Polisi Tekankan Tindakan Tegas Sesuai Aturan
Kapolres Metro Jakarta Utara, Kombes Pol Ahmad Fuady, menegaskan seluruh personel tidak perlu ragu mengambil tindakan selama tetap berpegang pada hukum dan prosedur operasional standar yang berlaku. Menurut dia, pemberantasan premanisme tidak bisa dilakukan setengah hati karena menyangkut rasa aman publik dan wibawa penegakan hukum di lapangan.
Ia juga menekankan pentingnya profesionalisme dalam setiap langkah operasi. Bagi aparat, menjaga integritas bukan sekadar slogan, melainkan syarat mutlak agar upaya memberantas pemerasan tidak justru menimbulkan persoalan baru di kemudian hari.
139 Personel Gabungan Dikerahkan
Apel Gelar Pasukan Operasi Brantas Jaya 2025 melibatkan 139 personel gabungan dari berbagai unsur, termasuk TNI dan Satreskrim. Keterlibatan lintas satuan ini disebut menjadi bagian dari strategi memperkuat pengawasan di titik-titik yang dinilai rawan munculnya aksi premanisme.
Sinergi antara Polres Metro Jakarta Utara dan TNI menjadi salah satu penekanan utama dalam operasi ini. Aparat gabungan tidak hanya bersiaga, tetapi juga bergerak aktif melakukan patroli ke sejumlah wilayah untuk memastikan kehadiran negara benar-benar dirasakan masyarakat.
Patroli Menyisir Titik Rawan
Dandim 0502/JU, Kolonel Inf Dony Gredinand, menyatakan TNI siap mendukung langkah kepolisian dalam menindak premanisme, termasuk jika berkaitan dengan jaringan narkoba.
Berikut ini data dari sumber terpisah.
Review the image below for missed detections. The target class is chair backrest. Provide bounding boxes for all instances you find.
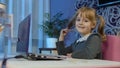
[102,35,120,61]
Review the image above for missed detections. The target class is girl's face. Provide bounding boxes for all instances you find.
[75,15,94,35]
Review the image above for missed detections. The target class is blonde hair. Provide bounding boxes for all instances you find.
[68,7,106,41]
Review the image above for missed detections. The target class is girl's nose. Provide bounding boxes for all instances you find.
[79,21,83,25]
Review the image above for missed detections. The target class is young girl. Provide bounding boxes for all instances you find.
[56,7,106,59]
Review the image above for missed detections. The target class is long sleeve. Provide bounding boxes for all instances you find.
[56,41,72,55]
[72,34,101,59]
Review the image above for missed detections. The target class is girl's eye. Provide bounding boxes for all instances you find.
[84,20,88,22]
[76,19,80,21]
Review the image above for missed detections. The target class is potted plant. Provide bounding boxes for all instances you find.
[40,12,68,48]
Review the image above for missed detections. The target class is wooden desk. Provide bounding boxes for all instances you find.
[0,58,120,68]
[39,48,56,53]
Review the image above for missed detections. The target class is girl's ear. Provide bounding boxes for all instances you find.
[92,24,96,29]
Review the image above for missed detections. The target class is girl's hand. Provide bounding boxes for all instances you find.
[59,28,69,41]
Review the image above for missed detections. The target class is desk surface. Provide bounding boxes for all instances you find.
[0,58,120,68]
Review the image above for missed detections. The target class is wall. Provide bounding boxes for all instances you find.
[51,0,120,46]
[50,0,76,18]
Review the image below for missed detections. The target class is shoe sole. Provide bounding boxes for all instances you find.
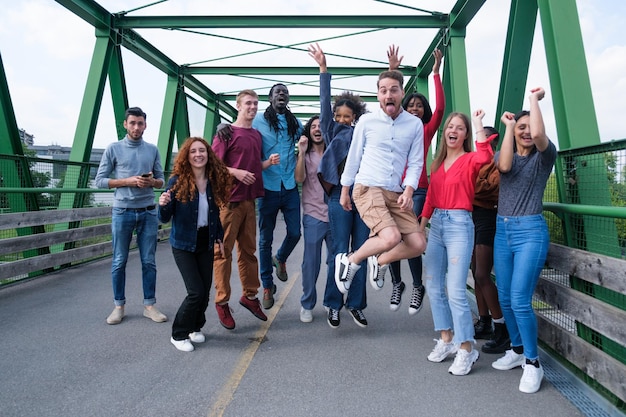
[239,300,267,321]
[491,361,524,371]
[331,253,350,294]
[367,256,385,291]
[272,257,289,282]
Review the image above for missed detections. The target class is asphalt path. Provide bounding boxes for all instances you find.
[0,221,608,417]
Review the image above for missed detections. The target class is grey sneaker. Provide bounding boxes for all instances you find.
[335,253,361,294]
[428,339,459,362]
Ia menilai kerja sama antaraparat menjadi kunci untuk memutus ruang gerak pelaku yang selama ini memanfaatkan rasa takut warga.
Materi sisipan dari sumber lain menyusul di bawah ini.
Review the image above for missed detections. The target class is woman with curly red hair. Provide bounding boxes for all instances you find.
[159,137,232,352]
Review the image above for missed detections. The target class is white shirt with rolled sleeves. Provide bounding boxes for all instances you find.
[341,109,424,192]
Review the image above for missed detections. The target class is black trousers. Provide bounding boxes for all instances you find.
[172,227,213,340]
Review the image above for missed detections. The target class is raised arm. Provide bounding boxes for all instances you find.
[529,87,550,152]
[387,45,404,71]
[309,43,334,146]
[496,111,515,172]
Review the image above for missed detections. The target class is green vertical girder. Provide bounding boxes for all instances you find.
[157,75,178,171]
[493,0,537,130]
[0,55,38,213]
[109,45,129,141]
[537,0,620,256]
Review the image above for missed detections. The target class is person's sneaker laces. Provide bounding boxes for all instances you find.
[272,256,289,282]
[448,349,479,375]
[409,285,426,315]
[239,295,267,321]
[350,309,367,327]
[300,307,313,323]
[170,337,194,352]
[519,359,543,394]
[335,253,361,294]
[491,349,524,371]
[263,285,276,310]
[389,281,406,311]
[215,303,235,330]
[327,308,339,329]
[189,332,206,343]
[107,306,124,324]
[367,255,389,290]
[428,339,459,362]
Patroli bersama dilakukan ke beberapa kawasan seperti Koja, Jakarta Islamic Center, dan Kelapa Gading. Langkah ini menjadi bagian dari upaya menjaga keamanan dan ketertiban masyarakat, sekaligus menunjukkan bahwa penanganan premanisme di Jakarta Utara tidak lagi hanya berhenti pada peringatan, tetapi masuk ke tahap pengawasan dan penindakan yang lebih nyata.